PARIS (Reuters) – France’s highest court, the Cour de Cassation, on Tuesday upheld a decision by investigative magistrates in 2018 to drop an investigation into the killing of Rwanda’s then president in 1994, which triggered a genocide.
Hutu politician Juvenal Habyarimana died in April 1994 when his plane was downed near Kigali airport by rockets. His killing sparked 100 days of violence in Rwanda, mainly by Hutus against minority Tutsis and moderate Hutus, in which some 800,000 people were slaughtered.
France launched an investigation in 1998 into the role of Rwandan government officials in the killing after pressure from relatives of the French flight crew who also perished.
In a written ruling, the court cited the questions remaining on the identity of those responsible and inconsistencies in testimonies accusing members of the Tutsi-led Rwandan Patriotic Front of carrying out the attack.
An inquiry by Rwandan President Paul Kagame’s government said the missile that brought down the jet had been fired from an army camp controlled by Hutus.
International investigators, however, have been unable to determine whether the perpetrators were close to the Rwandan government at the time, or to the opposition Rwandan Patriotic Front which put an end to the genocide and took power.

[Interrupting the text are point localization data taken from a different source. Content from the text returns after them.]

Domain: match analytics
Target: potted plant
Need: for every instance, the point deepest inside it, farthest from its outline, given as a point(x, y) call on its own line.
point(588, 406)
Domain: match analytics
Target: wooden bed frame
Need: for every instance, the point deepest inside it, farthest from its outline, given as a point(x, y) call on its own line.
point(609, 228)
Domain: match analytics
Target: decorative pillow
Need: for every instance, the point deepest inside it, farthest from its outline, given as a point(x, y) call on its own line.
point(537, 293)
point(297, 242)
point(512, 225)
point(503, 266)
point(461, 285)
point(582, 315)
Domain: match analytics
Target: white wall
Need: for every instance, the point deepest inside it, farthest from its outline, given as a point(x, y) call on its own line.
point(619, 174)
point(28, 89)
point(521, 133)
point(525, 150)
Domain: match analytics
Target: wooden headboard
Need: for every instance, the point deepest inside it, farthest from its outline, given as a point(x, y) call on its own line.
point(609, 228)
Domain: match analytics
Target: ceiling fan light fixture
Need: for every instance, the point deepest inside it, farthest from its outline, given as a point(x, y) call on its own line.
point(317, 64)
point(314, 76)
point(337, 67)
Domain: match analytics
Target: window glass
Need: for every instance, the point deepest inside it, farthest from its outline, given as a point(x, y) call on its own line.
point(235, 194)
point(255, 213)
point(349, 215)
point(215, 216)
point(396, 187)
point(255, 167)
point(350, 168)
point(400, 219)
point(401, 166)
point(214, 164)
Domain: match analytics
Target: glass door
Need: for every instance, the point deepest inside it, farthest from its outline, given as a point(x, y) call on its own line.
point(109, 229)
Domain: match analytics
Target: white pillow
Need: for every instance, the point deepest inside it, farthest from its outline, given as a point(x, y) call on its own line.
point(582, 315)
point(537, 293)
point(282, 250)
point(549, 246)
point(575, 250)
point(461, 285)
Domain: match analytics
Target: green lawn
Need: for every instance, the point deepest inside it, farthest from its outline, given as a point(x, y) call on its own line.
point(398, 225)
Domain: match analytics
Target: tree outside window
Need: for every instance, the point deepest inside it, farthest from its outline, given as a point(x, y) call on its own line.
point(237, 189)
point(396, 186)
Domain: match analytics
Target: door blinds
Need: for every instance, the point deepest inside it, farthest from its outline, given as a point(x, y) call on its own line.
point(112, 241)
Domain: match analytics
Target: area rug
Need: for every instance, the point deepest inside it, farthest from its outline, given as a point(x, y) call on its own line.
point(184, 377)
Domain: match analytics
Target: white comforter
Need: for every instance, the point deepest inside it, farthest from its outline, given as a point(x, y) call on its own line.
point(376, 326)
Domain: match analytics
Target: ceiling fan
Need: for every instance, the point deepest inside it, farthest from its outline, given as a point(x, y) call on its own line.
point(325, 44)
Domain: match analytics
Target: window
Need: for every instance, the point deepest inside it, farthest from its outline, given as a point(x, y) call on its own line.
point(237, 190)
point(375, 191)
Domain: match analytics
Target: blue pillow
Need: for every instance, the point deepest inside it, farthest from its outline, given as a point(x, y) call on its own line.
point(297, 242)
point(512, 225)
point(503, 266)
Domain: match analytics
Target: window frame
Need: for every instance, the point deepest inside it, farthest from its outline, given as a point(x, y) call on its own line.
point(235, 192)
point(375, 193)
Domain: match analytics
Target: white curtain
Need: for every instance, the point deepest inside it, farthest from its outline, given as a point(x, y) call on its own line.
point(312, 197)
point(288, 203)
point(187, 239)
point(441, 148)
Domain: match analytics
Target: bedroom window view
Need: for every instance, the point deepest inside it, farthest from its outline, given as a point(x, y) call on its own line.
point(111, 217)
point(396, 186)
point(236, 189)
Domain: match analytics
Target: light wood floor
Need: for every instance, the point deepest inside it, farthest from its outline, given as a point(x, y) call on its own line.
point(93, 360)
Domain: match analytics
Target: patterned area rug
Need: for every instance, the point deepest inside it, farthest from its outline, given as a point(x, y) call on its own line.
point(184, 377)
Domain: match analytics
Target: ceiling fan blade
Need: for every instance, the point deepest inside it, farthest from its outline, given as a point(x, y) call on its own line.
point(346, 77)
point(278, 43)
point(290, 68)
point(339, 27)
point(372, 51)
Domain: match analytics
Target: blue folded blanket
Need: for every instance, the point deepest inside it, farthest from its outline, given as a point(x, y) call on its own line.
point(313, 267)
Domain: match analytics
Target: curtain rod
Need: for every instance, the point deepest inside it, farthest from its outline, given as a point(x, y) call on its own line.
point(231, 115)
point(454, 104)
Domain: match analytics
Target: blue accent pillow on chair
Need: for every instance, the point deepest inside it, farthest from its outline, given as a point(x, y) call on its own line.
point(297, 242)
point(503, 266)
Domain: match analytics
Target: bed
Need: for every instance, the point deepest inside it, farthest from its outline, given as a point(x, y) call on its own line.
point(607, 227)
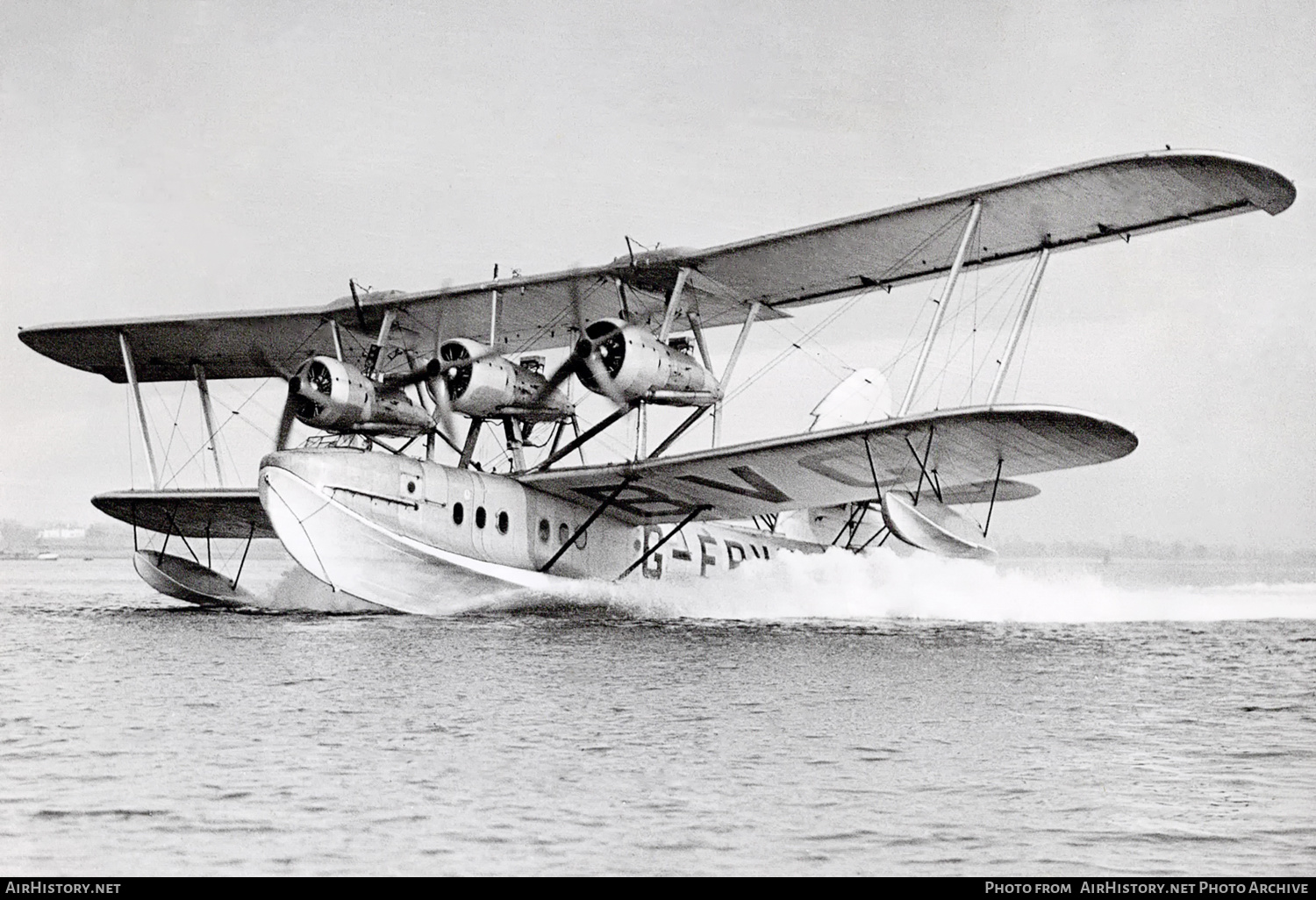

France’s opening of the judicial process against Rwandan officials and accusations by the post-genocide Rwandan administration that France was complicit in the massacres damaged relations between the countries for several years.
Relations have improved during President Emmanuel Macron’s presidency.
Last year Macron travelled to Kigali where he recognised his country’s role in the genocide and said he hoped for forgiveness.